The decision changes a 35-year system that has been blamed for altering the gender balance, forcing women to have abortions and bringing about a rapidly aging workforce.

The Communist Party's ruling is considered one of the most significant in its efforts to ease population restrictions, which have gradually relaxed over the years.

"I have looked forward to this for so many years - even had dreams about it! I cried every time when I woke up and realized it wasn't yet true. I thought it was so unfair," said 36-year-old Su Weihua.

CBN News spoke with Christine De Vollmer, president of the Latin-American Alliance for the Family. Hear her share the history of China's "one child" policy and how the change will likely help the Christian Church grow.  Watch below:

Su says she now has plans to get pregnant next year and that she is eager for her 8-year-old daughter to have a sibling.

"I do not care if the second child is a boy or a girl, at my age, as long as he or she is healthy," she said.

The party's Central Committee said in a statement that the decision was "to improve the balanced development of population" and to deal with an aging population. The official Xinhua News Agency said the proposal must be approved by the top legislature before it is enacted, which is essentially a formality.
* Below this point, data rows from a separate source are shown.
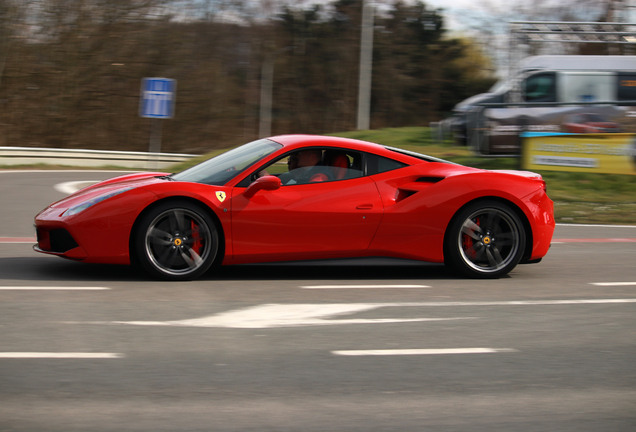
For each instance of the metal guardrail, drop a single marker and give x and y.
(13, 156)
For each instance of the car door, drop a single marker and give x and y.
(305, 221)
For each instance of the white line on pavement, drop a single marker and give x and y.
(596, 226)
(361, 286)
(58, 355)
(45, 288)
(422, 351)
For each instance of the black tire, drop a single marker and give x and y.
(485, 240)
(176, 240)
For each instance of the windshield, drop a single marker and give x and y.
(224, 167)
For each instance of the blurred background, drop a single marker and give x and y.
(70, 70)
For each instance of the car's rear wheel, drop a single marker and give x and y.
(485, 240)
(177, 241)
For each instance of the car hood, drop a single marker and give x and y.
(112, 186)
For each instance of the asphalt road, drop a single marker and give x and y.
(380, 346)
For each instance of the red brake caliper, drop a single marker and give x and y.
(468, 242)
(196, 244)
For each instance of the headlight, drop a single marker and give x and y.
(91, 202)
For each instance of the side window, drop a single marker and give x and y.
(314, 165)
(541, 87)
(378, 164)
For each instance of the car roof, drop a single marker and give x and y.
(291, 142)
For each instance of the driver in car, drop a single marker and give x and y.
(306, 166)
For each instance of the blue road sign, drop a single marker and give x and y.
(157, 97)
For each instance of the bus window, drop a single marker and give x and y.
(626, 86)
(541, 87)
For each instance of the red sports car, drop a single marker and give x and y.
(299, 197)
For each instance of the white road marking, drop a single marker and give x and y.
(58, 355)
(47, 288)
(72, 187)
(287, 315)
(298, 315)
(361, 286)
(395, 352)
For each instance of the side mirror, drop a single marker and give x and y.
(263, 183)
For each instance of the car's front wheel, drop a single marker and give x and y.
(485, 240)
(176, 241)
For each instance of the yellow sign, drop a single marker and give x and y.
(611, 153)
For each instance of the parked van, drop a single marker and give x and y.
(564, 85)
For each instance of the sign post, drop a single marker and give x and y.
(157, 103)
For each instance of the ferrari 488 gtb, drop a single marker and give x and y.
(299, 197)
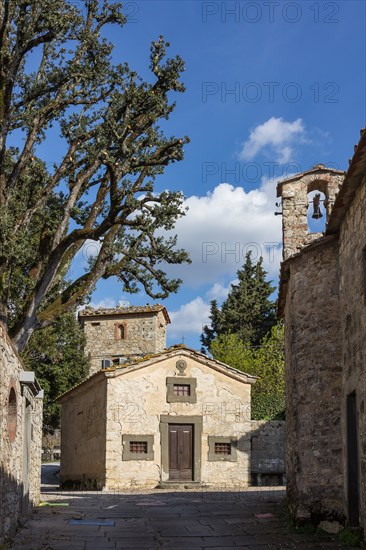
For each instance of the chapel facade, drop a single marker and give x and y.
(164, 417)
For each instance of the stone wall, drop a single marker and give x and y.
(145, 333)
(268, 460)
(352, 261)
(20, 443)
(294, 193)
(313, 373)
(83, 436)
(51, 446)
(137, 405)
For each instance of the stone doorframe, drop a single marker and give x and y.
(196, 421)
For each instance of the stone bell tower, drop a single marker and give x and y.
(122, 334)
(294, 192)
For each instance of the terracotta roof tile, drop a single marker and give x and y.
(149, 308)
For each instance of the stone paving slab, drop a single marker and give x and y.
(166, 520)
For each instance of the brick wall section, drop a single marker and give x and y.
(83, 436)
(314, 383)
(268, 448)
(353, 307)
(145, 333)
(294, 193)
(15, 476)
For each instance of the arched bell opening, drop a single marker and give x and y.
(316, 214)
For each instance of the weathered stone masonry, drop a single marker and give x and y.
(123, 333)
(21, 436)
(323, 300)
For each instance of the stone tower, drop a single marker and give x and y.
(294, 192)
(114, 336)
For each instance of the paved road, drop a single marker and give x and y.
(249, 520)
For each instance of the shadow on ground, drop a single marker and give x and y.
(249, 519)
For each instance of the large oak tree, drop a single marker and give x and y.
(56, 70)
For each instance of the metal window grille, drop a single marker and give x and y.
(222, 448)
(139, 447)
(182, 389)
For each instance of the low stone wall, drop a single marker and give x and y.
(21, 435)
(268, 455)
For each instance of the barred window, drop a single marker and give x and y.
(12, 414)
(182, 389)
(139, 447)
(222, 449)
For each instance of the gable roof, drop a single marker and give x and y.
(129, 310)
(352, 181)
(318, 169)
(143, 362)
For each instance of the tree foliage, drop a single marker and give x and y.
(57, 75)
(56, 355)
(247, 312)
(265, 361)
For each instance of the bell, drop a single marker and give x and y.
(316, 205)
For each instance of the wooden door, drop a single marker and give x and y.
(180, 452)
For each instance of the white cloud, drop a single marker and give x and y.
(189, 318)
(219, 291)
(277, 136)
(220, 227)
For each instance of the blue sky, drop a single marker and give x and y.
(272, 88)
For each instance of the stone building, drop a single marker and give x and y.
(173, 415)
(115, 335)
(323, 301)
(21, 400)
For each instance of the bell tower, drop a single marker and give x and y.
(295, 203)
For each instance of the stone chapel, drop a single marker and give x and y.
(150, 416)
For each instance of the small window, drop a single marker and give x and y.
(12, 414)
(120, 331)
(182, 389)
(139, 447)
(222, 449)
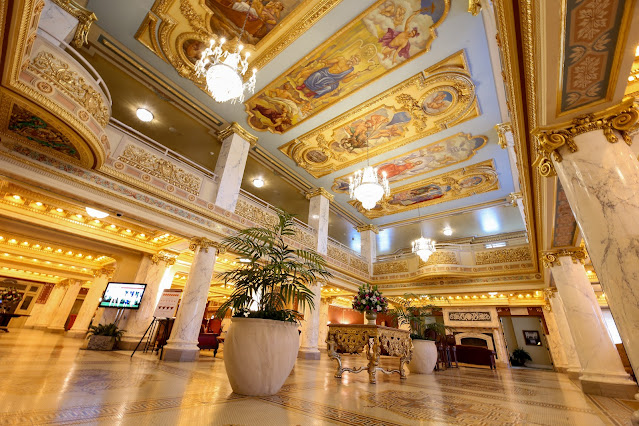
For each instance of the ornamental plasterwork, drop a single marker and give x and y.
(518, 254)
(550, 258)
(394, 267)
(161, 168)
(461, 183)
(620, 119)
(438, 98)
(58, 73)
(440, 258)
(178, 30)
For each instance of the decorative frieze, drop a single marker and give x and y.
(161, 168)
(518, 254)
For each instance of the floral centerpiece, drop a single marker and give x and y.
(370, 301)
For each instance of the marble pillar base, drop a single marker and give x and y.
(180, 354)
(308, 353)
(625, 390)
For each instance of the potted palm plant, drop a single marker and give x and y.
(422, 333)
(102, 337)
(270, 290)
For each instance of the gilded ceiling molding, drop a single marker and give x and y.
(104, 271)
(369, 227)
(620, 118)
(502, 129)
(85, 19)
(235, 128)
(474, 7)
(320, 191)
(167, 256)
(203, 244)
(551, 257)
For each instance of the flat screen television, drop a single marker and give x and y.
(122, 295)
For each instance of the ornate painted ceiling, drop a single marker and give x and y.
(405, 84)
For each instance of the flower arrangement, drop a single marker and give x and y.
(369, 299)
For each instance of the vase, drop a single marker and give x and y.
(371, 318)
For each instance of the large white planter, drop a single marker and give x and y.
(259, 355)
(424, 357)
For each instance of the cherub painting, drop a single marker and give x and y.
(386, 35)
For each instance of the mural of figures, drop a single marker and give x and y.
(263, 15)
(444, 153)
(386, 35)
(474, 179)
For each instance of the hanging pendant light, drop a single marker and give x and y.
(367, 187)
(224, 70)
(423, 247)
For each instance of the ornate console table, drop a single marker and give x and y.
(349, 338)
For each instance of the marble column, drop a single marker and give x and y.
(61, 314)
(182, 345)
(229, 168)
(568, 351)
(602, 372)
(56, 296)
(318, 210)
(368, 236)
(91, 301)
(600, 175)
(155, 272)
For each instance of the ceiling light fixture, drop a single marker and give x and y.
(367, 187)
(96, 213)
(423, 247)
(144, 115)
(224, 70)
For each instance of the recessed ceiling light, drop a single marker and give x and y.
(144, 114)
(96, 213)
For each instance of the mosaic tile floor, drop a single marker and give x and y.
(47, 379)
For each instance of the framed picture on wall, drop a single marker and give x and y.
(532, 337)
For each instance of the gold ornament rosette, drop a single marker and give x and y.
(619, 119)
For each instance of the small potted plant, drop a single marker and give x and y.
(370, 301)
(102, 337)
(262, 342)
(519, 358)
(422, 333)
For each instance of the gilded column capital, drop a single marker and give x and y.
(238, 130)
(103, 271)
(85, 19)
(168, 256)
(502, 129)
(551, 257)
(205, 243)
(369, 227)
(620, 118)
(319, 191)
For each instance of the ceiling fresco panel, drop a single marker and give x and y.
(438, 98)
(461, 183)
(387, 35)
(444, 153)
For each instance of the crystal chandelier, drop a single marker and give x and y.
(224, 70)
(423, 247)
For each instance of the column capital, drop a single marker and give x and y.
(320, 191)
(238, 130)
(205, 243)
(621, 118)
(168, 256)
(502, 129)
(369, 227)
(551, 257)
(108, 271)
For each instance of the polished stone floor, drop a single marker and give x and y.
(47, 379)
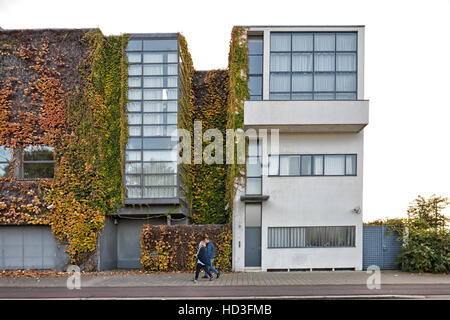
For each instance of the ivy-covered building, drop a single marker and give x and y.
(88, 146)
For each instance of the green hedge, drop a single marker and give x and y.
(174, 248)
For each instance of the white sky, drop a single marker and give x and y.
(407, 72)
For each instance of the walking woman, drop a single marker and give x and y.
(202, 261)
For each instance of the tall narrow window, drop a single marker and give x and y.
(255, 66)
(150, 156)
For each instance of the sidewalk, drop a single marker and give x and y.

It gave no indication of when that would happen

The Associated Press reports that the U.S welcomes the policy change by China as a "positive step" but feels it does not go far enough.
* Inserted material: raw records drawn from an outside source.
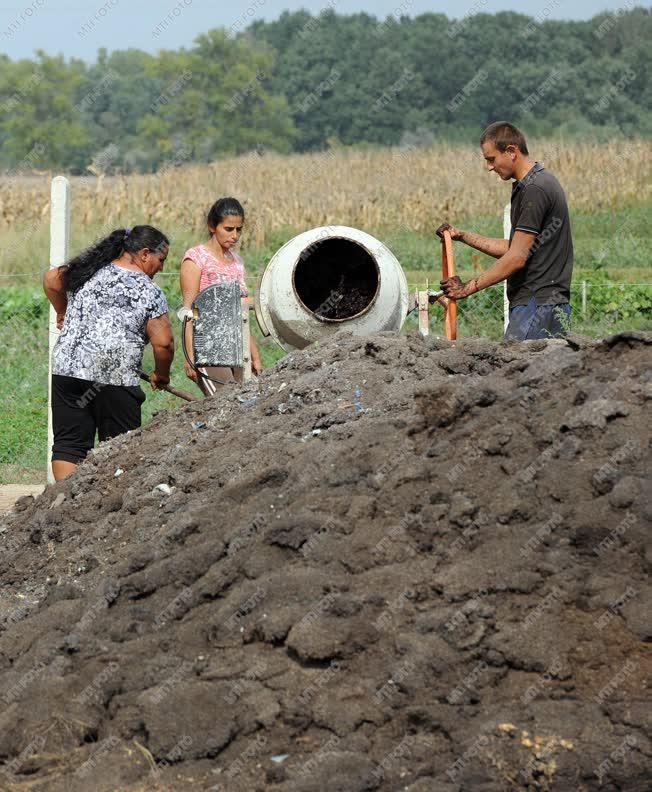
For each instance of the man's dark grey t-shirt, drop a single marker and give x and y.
(539, 207)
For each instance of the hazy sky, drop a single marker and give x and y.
(78, 28)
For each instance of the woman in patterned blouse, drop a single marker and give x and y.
(207, 264)
(108, 308)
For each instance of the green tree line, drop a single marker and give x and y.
(304, 82)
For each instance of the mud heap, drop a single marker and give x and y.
(392, 564)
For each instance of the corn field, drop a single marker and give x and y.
(388, 189)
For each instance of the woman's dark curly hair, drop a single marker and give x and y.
(83, 266)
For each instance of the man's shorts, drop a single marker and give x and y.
(532, 321)
(80, 409)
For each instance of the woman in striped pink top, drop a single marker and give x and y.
(215, 261)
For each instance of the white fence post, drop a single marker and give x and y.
(59, 237)
(507, 230)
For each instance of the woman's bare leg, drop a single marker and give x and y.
(62, 469)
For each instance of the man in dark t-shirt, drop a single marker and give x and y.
(537, 260)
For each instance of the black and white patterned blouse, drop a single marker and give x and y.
(103, 334)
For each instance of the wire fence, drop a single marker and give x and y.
(599, 307)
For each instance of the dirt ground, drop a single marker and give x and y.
(390, 564)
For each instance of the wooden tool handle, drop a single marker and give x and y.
(171, 389)
(447, 271)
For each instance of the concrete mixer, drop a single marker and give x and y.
(333, 277)
(320, 281)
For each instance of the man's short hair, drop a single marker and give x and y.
(504, 134)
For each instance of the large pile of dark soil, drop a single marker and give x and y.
(391, 564)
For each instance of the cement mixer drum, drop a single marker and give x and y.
(328, 278)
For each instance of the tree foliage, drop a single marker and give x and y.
(302, 83)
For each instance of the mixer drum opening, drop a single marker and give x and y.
(336, 279)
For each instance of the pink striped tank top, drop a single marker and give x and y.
(214, 270)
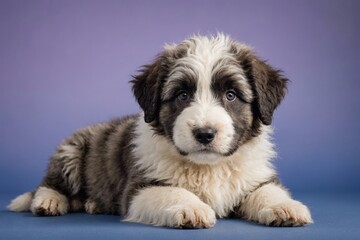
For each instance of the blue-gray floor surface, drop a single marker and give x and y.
(336, 216)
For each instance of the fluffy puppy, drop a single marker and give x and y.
(200, 150)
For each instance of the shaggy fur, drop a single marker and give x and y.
(200, 150)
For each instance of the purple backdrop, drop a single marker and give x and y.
(66, 64)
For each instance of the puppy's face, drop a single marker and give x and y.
(208, 96)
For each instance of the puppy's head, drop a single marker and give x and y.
(208, 96)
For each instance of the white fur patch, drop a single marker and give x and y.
(272, 205)
(49, 202)
(172, 207)
(21, 203)
(220, 185)
(200, 115)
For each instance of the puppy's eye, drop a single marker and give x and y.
(230, 95)
(183, 96)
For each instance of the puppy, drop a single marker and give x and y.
(200, 150)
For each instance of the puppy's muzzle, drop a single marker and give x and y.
(204, 135)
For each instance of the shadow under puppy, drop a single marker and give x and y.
(201, 149)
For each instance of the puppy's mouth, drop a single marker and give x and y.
(202, 151)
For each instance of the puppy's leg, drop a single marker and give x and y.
(49, 202)
(170, 206)
(272, 205)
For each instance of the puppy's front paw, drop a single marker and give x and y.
(201, 216)
(290, 213)
(48, 202)
(195, 215)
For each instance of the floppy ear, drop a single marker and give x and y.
(147, 87)
(269, 86)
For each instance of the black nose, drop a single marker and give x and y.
(204, 135)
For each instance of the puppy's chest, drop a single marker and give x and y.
(221, 188)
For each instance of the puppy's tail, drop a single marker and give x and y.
(21, 203)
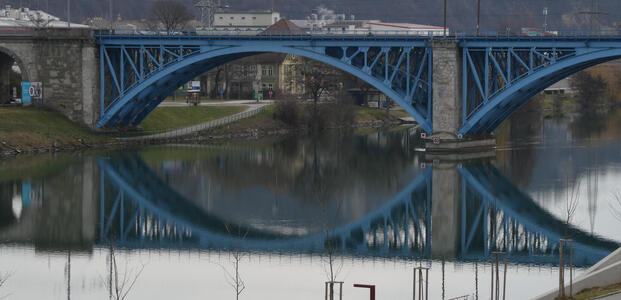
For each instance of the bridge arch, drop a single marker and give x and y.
(507, 101)
(132, 106)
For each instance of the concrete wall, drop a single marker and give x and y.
(66, 61)
(447, 91)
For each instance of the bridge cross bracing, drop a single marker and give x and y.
(496, 74)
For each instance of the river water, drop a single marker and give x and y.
(177, 219)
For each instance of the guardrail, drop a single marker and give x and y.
(422, 33)
(178, 133)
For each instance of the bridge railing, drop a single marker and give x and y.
(420, 33)
(190, 130)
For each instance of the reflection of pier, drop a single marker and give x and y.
(444, 213)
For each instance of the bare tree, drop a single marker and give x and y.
(173, 15)
(320, 81)
(615, 207)
(120, 283)
(233, 277)
(571, 204)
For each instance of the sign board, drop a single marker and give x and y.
(31, 91)
(194, 86)
(36, 90)
(26, 99)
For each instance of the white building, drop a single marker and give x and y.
(245, 22)
(324, 20)
(24, 17)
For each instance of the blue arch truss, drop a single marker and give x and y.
(139, 72)
(501, 74)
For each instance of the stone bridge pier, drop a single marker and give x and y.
(64, 60)
(447, 102)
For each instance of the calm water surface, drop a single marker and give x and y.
(180, 213)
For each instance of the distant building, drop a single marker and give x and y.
(325, 20)
(26, 18)
(243, 21)
(561, 87)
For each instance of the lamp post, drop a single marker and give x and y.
(478, 16)
(68, 13)
(545, 19)
(444, 18)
"We also look forward to the day when birth limits are abandoned altogether," said White House spokesman Josh Earnest, adding that the U.S. will keep working around the world to end coercive birth policies such as forced abortion and sterilization.
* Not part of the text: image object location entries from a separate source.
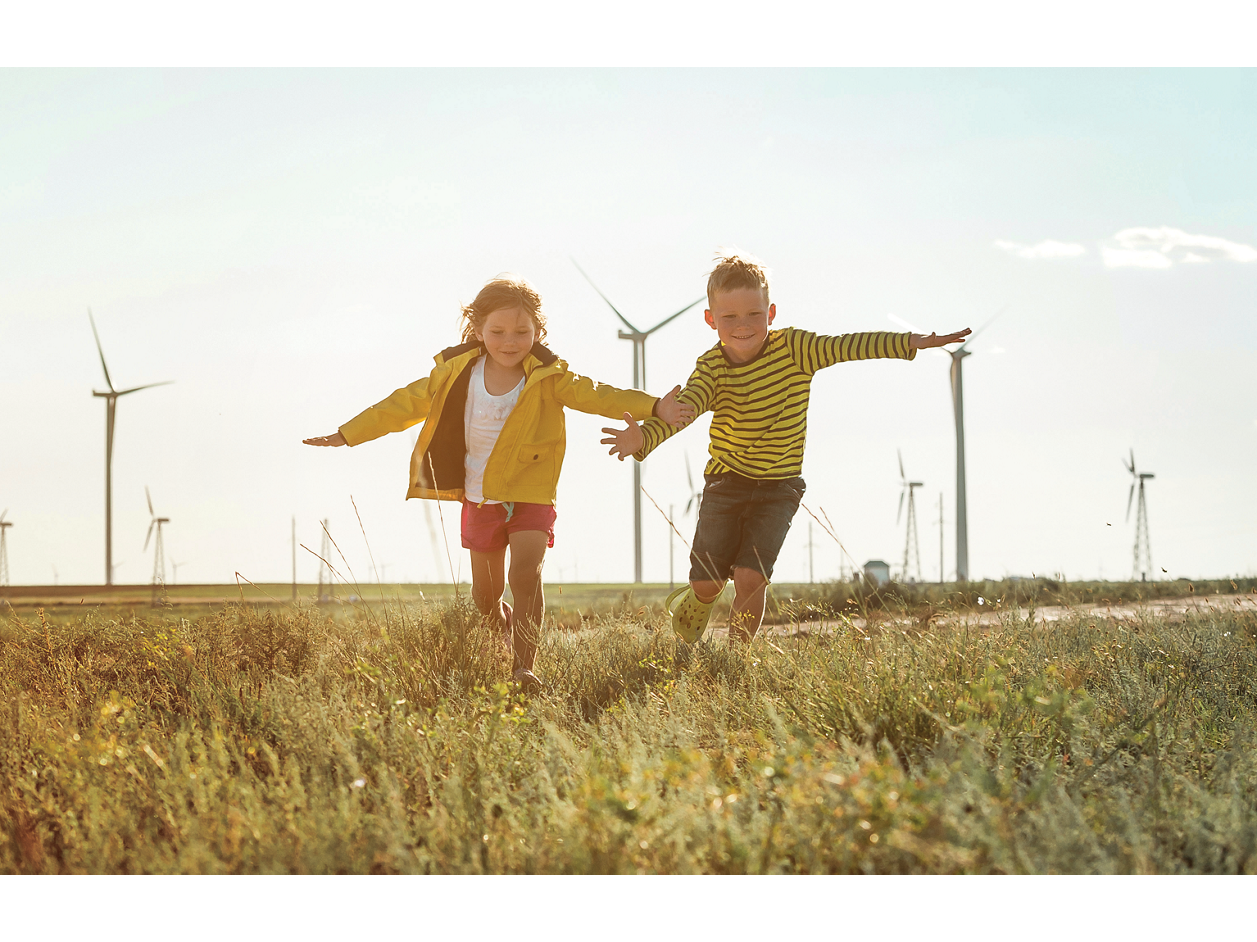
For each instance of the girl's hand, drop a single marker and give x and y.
(919, 341)
(333, 440)
(675, 414)
(625, 442)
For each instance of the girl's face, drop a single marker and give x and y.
(508, 335)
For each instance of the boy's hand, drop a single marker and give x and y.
(675, 414)
(333, 440)
(919, 341)
(625, 442)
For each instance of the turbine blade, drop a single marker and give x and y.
(101, 351)
(901, 322)
(998, 315)
(673, 317)
(148, 385)
(606, 298)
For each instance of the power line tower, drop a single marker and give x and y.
(4, 548)
(910, 541)
(1141, 562)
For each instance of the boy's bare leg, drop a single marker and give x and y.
(707, 591)
(527, 555)
(488, 581)
(749, 589)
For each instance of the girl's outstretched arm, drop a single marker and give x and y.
(624, 442)
(333, 440)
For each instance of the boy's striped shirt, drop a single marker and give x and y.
(759, 421)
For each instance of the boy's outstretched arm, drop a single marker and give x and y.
(674, 413)
(625, 442)
(920, 341)
(333, 440)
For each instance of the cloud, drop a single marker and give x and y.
(1160, 247)
(1048, 248)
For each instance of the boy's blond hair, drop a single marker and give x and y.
(503, 292)
(737, 269)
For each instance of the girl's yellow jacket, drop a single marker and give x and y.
(526, 460)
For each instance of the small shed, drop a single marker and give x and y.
(878, 572)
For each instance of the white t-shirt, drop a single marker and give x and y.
(483, 419)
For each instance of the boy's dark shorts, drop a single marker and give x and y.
(742, 522)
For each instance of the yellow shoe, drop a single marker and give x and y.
(690, 615)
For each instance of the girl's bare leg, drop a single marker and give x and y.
(527, 555)
(487, 586)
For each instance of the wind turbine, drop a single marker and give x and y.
(910, 541)
(111, 408)
(1143, 547)
(962, 507)
(639, 369)
(159, 548)
(4, 548)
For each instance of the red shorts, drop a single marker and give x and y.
(487, 528)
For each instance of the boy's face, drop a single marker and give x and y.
(508, 335)
(741, 318)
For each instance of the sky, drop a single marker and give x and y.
(289, 245)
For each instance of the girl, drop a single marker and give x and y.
(494, 439)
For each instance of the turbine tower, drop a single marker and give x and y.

Some family experts believe that Christians will take full advantage of the new policy and see a population boom while others might hesitate to adapt to the new policy, conditioned by decades of the one-child norm and daunted by the cost of raising children. 
                                    
Many Christian groups have long advocated for China to end its one-child policy, noting the many ways it encourages abortion and gendercide.  There's concern that the new two-child policy will do little, if anything, to end such tragedies. 

But Reggie Littlejohn, president of Women's Rights Without Frontiers, said the new policy "will not end any of the human rights abuses caused by the one-child policy, including forced abortion, involuntary sterilization or the sex-selective abortion of baby girls."